Наступил вечер; бой, начавшийся здесь, у опушки леса, уже отдалился от нас. Стало известно, насколько сегодня мы продавили врага назад. Вышло, что немало, — стало быть, нынешний день прожит нашим солдатом не зря.
1943
Никодим Максимов
Максимов шел с поста на отдых. Их часть отвели во второй эшелон, и теперь бойцы расположились на временное жительство в людной деревне.
В одной избе плакали дети сразу в три голоса, и мать-крестьянка, измученная своим многодетством, шумела на них:
— А ну замолчите, а то сейчас всех в Германию отправлю — вон немец за вами летит!
Дети приумолкли. Никодим Максимов улыбнулся: стоял-стоял свет и достоялся, люди государствами детей пугают.
Максимов вошел в свою избу, в которой он был на постое.
Полуденное солнце вышло из-за дыма горящего леса и осветило через окно теплым светом внутреннее убранство русской избы: печь, стол и две лавки, красный угол, большое изображение Ленина, затем картинки над сундуком на бревенчатой тесаной стене — портреты петербургских красавиц девятнадцатого века, страницу из детского журнала со стихотворением «Корова Прова», несколько желтых фотографий родных и знакомых старого крестьянина — хозяина избы, — житейскую обыденную утварь возле печи, — это было обыкновенное жилище, в котором рождались, проводили детство и проживали жизнь в старину почти все русские крестьяне. Все здесь было знакомо, просто, но мило и привычно сердцу.
Максимов снял с себя солдатскую оснастку, разулся, сел и вздохнул, радуя покоем уставшее тело.
В избу постепенно набирались красноармейцы разных подразделений, хотя на постое в этой избе стоял всего один человек — Никодим Максимов. Они здоровались с хозяином и молча сидели некоторое время, поглядывая на старого крестьянина, на ясный свет неба в окне, медленно осматривая внутренность избы. Видимо, тут им было хорошо, в них оживало здесь тихое чувство своего оставленного дома, отца и матери, всего прошлого. Эта изба, пропахшая хлебом и семейством, воскрешала в них ощущение родного жилища, и они внимательно разглядывали старика, может быть угадывая в нем схожесть с отцом, и тем утешали себя. Потом, вздохнув и погасив цигарки, они прощались и уходили, но приходили другие, придумывая иногда ложные пустяки, чтобы видно было, что они явились не зря, а с причиной.
Старый крестьянин хорошо понимал душевное расположение красноармейцев, и он приглашал каждого сидеть и курить, пока им еще не вышло время идти на занятия или в бой.
Хозяин смотрел на своих гостей красноармейцев с гордостью и тайной завистью, которую он укрощал в себе тем, что он и сам непременно был бы бойцом, будь он помоложе.
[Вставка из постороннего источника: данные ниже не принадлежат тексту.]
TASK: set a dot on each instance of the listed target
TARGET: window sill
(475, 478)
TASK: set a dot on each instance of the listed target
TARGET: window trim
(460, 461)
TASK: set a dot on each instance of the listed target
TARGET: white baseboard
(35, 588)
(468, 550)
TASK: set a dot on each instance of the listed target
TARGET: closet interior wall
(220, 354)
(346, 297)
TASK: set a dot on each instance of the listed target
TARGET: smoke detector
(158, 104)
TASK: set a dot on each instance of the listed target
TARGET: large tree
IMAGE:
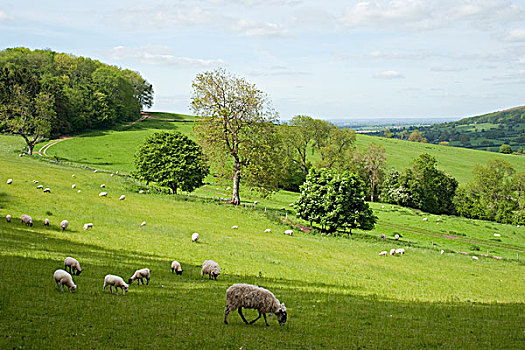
(171, 160)
(236, 129)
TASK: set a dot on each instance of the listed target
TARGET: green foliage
(334, 201)
(172, 160)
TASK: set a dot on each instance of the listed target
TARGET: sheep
(115, 281)
(211, 268)
(175, 267)
(64, 278)
(253, 297)
(73, 264)
(139, 275)
(26, 219)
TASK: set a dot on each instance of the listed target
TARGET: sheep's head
(281, 315)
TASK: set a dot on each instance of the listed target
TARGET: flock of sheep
(238, 296)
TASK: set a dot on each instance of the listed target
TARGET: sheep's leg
(242, 316)
(258, 317)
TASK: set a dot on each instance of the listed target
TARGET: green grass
(338, 292)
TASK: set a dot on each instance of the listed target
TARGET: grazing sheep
(253, 297)
(26, 219)
(211, 268)
(139, 275)
(73, 264)
(175, 267)
(63, 278)
(115, 281)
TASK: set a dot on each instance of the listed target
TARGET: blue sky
(329, 60)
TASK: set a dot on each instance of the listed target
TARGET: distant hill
(484, 132)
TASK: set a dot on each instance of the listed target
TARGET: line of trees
(44, 93)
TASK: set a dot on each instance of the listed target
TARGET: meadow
(339, 293)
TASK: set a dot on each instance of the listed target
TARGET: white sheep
(73, 264)
(195, 237)
(175, 267)
(115, 281)
(64, 224)
(211, 268)
(64, 278)
(253, 297)
(139, 275)
(26, 219)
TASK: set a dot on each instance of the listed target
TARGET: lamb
(211, 268)
(26, 219)
(73, 264)
(64, 278)
(139, 275)
(175, 266)
(115, 281)
(253, 297)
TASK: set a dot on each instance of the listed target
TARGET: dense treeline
(45, 93)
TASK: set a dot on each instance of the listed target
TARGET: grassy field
(338, 292)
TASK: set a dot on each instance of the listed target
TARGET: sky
(326, 59)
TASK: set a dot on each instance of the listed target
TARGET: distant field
(338, 291)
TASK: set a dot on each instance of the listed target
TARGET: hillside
(337, 285)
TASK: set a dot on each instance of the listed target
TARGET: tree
(236, 129)
(171, 160)
(334, 201)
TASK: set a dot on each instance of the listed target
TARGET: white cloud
(389, 74)
(160, 56)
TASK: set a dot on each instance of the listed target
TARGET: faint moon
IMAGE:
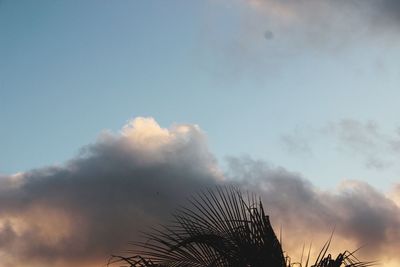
(268, 35)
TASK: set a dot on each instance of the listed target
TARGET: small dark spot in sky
(268, 35)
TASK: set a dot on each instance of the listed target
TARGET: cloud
(100, 200)
(82, 211)
(324, 18)
(366, 140)
(360, 214)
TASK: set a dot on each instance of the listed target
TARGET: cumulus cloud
(81, 212)
(101, 199)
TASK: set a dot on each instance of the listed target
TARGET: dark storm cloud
(102, 199)
(360, 213)
(80, 213)
(333, 22)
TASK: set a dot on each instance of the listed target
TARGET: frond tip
(221, 228)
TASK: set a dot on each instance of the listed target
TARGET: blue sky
(71, 69)
(111, 112)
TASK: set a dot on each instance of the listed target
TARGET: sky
(108, 107)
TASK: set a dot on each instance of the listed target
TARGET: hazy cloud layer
(376, 148)
(323, 20)
(79, 213)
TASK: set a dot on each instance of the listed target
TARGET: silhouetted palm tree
(222, 229)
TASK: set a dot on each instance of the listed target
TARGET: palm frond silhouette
(222, 228)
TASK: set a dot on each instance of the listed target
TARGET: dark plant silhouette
(222, 228)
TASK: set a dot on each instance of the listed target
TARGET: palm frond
(221, 228)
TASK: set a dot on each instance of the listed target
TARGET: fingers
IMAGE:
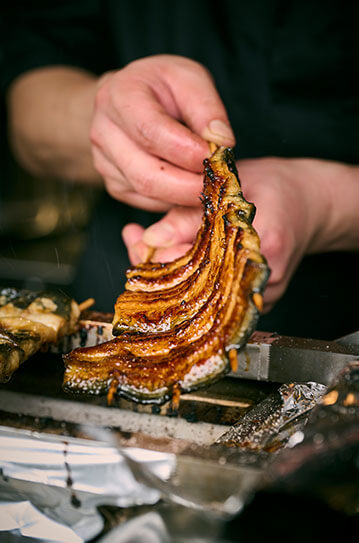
(138, 251)
(172, 236)
(148, 98)
(119, 160)
(132, 238)
(178, 226)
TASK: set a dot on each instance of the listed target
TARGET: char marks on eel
(176, 323)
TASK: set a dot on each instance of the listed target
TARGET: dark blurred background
(42, 224)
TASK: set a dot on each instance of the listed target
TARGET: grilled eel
(179, 324)
(28, 320)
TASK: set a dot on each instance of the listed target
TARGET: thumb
(178, 226)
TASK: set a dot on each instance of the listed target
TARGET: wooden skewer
(86, 304)
(150, 253)
(233, 360)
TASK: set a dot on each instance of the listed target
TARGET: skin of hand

— Эх, будь бы я теперь при силе, я воевал бы с жадностью, — высказался старик. — Кто сейчас не солдат, тот и не человек… Хоть ты со штыком ходи, хоть в кузнице балдой бей, а действуй в одно. Так оно и быть должно, а то как же иначе! Земле не пропадать, а народу не помирать…
— Народу не помирать, — согласился Максимов и тихо добавил: — А трудно, папаша, бывает нашему брату, который солдат…
Иван Ефимович с уважением уставился на Максимова — человека уже пожилого на вид, но не от возраста, а от великих тягот войны.
— Да то, нешто не трудно! Разве к тому привыкнешь — надо ведь от самого себя отказаться да в огонь идти?
— Привыкнешь, Иван Ефимович, — сказал Максимов. — Я вот два года на войне и привык, а сперва тоже — все, бывало, сердце по дому плачет…
— Да как же ему не плакать, ведь и ты небось человек, а дома у тебя семейство, — оправдал Максимова Иван Ефимович.
— Нет, — сказал Максимов. — Кто на войне домашней тоскою живет, тот не солдат. Солдат начинается с думы об отечестве.
Иван Ефимович удивился и обрадовался этим словам.
— И то! — воскликнул он. — Вот ведь правда твоя: одно слово, а что оно значит! Где, стало быть, обо всем народе и отечестве есть дума такая, оттуда солдат начинается… Где ж ты сообразил правду такую или услыхал, что ль, от кого ее?..
— На войне, Иван Ефимович, ученье скорое бывает… Я ведь не особый какой человек, а так — живу и думаю…
— На кухню, что ль, за обедом пойдешь иль дома варить чего будешь? — спросил Иван Ефимович.